2022
2
Nov

生活雑感

レイプ犯になりかけた夏

遠い昔、大学生の頃につるんでいた村上くんの部屋にはエアコンがなかった。当時としてもエアコンないとか赤貧丸出し、丸出し赤貧ではあったけれど、ぼくの周囲に限ってはエアコンなしの部屋に住む学生は特に珍しくもなかった。

あの夏の日もいつものように村上くんのとこで、缶ビールやら酎ハイを持ち寄って芸術談義をしていた。夢だけで食っていけた、そんな時代。いつか一廉のアーティストになると、全員が信じて疑わない、無知蒙昧だけど眩しい日々だった。

その日は誰かが日本橋の路上で非常に胸クソ悪い、ガチめのレイプ物AVを買ってきていたので、見るともなしに流しながらアンディーウォーホルの話をしていたように思う。

AVは女の子が本気で抵抗して絶叫するようなシロモノで、もちろんパッケージもないようなアングラ系。

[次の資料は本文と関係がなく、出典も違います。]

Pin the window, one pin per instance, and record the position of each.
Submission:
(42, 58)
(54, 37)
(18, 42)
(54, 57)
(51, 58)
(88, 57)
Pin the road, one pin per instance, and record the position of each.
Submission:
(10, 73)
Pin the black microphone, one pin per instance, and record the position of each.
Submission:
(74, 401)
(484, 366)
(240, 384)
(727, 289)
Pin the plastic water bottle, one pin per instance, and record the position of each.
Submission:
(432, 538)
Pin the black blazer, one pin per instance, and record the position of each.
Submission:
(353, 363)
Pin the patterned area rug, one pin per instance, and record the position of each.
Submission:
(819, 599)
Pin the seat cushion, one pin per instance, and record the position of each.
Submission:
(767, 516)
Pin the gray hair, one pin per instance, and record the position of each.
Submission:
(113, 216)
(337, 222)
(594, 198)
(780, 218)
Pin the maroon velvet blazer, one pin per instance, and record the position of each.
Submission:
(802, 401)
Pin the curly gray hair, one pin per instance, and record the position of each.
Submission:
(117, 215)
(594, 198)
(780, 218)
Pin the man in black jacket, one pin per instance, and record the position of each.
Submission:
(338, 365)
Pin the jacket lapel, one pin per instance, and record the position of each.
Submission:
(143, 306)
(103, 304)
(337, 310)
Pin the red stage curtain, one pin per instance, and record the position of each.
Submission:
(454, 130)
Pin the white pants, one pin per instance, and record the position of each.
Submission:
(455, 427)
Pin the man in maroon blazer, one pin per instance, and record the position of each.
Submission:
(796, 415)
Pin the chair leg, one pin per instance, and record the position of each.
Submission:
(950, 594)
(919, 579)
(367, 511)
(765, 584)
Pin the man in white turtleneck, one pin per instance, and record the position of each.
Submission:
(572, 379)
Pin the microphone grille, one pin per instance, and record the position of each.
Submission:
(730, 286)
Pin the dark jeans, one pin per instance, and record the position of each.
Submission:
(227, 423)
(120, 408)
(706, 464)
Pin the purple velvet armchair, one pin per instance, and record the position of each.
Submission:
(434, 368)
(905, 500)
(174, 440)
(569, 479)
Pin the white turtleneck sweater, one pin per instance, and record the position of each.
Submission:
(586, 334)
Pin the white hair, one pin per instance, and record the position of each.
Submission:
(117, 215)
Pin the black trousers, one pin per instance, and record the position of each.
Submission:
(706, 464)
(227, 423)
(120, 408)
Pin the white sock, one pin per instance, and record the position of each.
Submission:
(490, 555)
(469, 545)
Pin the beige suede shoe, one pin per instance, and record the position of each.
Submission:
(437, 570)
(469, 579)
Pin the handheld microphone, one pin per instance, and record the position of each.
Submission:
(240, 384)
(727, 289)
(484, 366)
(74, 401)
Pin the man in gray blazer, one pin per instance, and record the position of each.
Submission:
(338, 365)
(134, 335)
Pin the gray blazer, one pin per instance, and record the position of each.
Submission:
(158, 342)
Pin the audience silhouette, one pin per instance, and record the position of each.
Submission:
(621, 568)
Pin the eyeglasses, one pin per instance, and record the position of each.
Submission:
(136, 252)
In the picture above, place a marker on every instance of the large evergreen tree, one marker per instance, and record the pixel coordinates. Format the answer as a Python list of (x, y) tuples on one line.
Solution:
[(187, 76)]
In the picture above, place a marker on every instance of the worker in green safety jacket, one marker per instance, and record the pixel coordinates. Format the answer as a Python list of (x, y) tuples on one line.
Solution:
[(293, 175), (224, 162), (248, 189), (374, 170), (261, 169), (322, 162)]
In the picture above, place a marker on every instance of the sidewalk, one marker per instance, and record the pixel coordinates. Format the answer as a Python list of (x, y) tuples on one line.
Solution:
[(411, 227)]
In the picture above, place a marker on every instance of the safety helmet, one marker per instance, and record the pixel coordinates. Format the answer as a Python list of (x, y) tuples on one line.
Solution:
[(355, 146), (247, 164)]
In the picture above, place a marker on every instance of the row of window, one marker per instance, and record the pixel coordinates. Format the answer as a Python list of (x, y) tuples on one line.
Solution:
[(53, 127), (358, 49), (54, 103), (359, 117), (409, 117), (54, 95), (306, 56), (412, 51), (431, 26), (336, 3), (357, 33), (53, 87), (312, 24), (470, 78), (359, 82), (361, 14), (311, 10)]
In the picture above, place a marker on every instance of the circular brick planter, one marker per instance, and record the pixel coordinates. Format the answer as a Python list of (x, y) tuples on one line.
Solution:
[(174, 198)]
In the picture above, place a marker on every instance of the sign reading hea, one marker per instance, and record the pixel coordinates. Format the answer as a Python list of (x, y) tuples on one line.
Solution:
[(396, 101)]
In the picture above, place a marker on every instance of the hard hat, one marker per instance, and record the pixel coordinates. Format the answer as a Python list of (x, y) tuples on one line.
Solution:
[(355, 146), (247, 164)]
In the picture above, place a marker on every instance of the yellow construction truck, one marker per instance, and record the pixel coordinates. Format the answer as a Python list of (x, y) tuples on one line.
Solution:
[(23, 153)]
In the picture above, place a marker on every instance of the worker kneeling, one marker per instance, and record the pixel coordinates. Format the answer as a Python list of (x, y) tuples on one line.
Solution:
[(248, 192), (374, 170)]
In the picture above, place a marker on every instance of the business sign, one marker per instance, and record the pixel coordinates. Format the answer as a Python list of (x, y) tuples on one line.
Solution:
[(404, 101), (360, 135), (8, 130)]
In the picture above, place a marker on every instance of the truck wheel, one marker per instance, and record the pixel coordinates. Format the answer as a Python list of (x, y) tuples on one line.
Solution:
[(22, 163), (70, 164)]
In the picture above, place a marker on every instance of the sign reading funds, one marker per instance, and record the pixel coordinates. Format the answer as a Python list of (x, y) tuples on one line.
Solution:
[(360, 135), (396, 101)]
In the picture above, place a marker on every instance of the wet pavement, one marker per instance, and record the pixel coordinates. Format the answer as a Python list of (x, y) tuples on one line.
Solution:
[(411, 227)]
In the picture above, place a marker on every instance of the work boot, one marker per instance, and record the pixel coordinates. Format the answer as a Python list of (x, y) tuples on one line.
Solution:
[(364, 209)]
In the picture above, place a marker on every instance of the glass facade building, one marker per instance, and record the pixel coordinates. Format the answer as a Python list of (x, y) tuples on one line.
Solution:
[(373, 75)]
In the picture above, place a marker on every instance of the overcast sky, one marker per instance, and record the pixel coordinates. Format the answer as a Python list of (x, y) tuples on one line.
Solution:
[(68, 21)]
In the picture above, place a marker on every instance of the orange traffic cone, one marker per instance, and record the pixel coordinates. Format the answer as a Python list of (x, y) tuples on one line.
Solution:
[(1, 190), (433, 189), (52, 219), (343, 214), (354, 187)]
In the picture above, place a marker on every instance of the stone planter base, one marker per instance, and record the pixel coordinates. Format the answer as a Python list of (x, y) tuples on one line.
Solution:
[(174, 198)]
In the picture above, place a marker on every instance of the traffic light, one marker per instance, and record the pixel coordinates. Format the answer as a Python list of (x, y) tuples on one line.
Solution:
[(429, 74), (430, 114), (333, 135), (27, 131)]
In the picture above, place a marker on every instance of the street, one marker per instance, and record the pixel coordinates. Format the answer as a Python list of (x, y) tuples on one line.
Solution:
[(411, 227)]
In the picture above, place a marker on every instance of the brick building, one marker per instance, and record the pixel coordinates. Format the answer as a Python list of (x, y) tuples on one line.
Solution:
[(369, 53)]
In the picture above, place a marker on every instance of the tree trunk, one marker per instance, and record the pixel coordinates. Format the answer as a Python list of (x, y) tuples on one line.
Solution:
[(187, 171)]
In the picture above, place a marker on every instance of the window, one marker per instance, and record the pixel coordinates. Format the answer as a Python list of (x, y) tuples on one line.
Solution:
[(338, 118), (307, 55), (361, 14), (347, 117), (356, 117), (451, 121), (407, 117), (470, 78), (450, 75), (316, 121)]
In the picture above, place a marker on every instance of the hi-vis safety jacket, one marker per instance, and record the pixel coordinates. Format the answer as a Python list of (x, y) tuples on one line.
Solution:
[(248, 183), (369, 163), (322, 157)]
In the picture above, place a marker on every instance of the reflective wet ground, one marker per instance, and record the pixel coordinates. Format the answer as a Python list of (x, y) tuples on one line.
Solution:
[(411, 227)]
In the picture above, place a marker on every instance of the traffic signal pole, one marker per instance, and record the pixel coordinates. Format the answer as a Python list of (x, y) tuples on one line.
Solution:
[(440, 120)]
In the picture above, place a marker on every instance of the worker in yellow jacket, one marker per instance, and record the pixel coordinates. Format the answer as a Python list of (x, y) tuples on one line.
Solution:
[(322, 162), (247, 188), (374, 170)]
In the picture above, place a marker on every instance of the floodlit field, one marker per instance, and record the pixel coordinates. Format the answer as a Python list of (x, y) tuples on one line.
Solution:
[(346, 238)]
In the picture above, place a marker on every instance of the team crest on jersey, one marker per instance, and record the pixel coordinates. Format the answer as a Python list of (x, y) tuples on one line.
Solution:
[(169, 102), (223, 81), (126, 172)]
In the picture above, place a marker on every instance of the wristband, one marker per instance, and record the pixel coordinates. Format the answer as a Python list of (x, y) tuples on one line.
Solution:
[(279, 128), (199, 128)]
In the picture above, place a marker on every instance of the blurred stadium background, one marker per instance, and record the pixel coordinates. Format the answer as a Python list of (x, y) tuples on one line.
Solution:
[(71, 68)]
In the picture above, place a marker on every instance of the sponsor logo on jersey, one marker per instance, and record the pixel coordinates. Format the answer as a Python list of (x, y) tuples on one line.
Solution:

これマジモンじゃねぇの?って思った記憶がある。

エアコンのない真夏なので、もちろん窓は全開。近所迷惑も顧みず(まだ7時か8時頃だったし)、大きめの音でAVを流しながら、ぼくらはぼくらでバカみたいに笑っていた。

突然、玄関が乱暴に叩かれた。何やねん!?と鍵を開けた瞬間、警察官が乗り込んできた。開け放した窓からも何人かの警官が入ってきた。何が起きたのかまったく把握できない状況下で、いきなり部屋の中にポリスメンが登場したような感じだった。

ご近所さんから大学生が女の子を暴行してるという通報があったらしい。いやいや、窓開けて強姦する奴おらんやろ?って思ったけど、あきれ顔のお巡りさんに近所迷惑を考えろ!とマジ説教を食らった。窓から乗り込んできた警官が村上くんのガンプラを壊したけど、それについての謝罪は一切なかった。

今朝、あの夏の日の夢を見た。懐かしかった。村上くんはその後大阪府警に就職した。